Low C: “Soft margin”. Allows more errors/violations used to find a wider street. Generally generalizes better (Low Variance).
High C: “Hard margin”. Strict. Tries to classify everything correctly. Can overfit (High Variance).
Gamma (for RBF): Defines how far the influence of a single training example reaches.

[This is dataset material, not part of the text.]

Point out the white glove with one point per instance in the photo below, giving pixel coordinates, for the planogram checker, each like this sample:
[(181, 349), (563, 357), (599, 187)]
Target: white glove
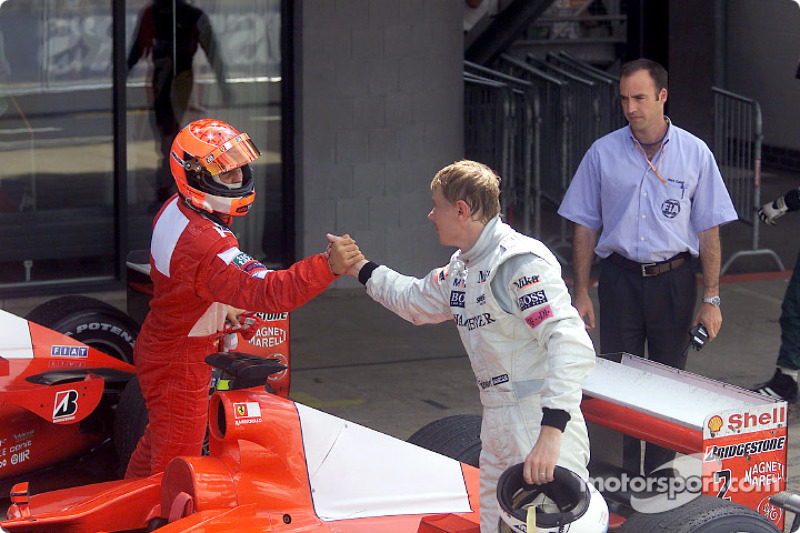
[(771, 212)]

Low Gamma: Far reach. Smoother decision boundary.
High Gamma: Close reach. Boundary hugs data points tightly (can lead to “islands” around points).
10.5. 5. Quiz#
Q1. Which Kernel is best suited for concentric circle data (one circle inside another)? A) Linear Kernel B) RBF or Polynomial Kernel C) No SVM can handle this.
Q2. What are “Support Vectors”? A) All data points in the training set. B) The data points closest to the decision boundary (margin). C) The misclassified points only.
Q3. If your SVM is overfitting (memorizing the noise), what should you try? A) Increase C (make it stricter). B) Decrease C (allow wider margin/smoother boundary). C) Use a more complex Kernel.
10.5.1. Sample Answers#
Q1: B). RBF/Polynomial project data to higher dims where circles become separable planes. Q2: B). They literally “support” or define the boundary. Q3: B). Decreasing C increases regularization (wider margin), reducing overfitting.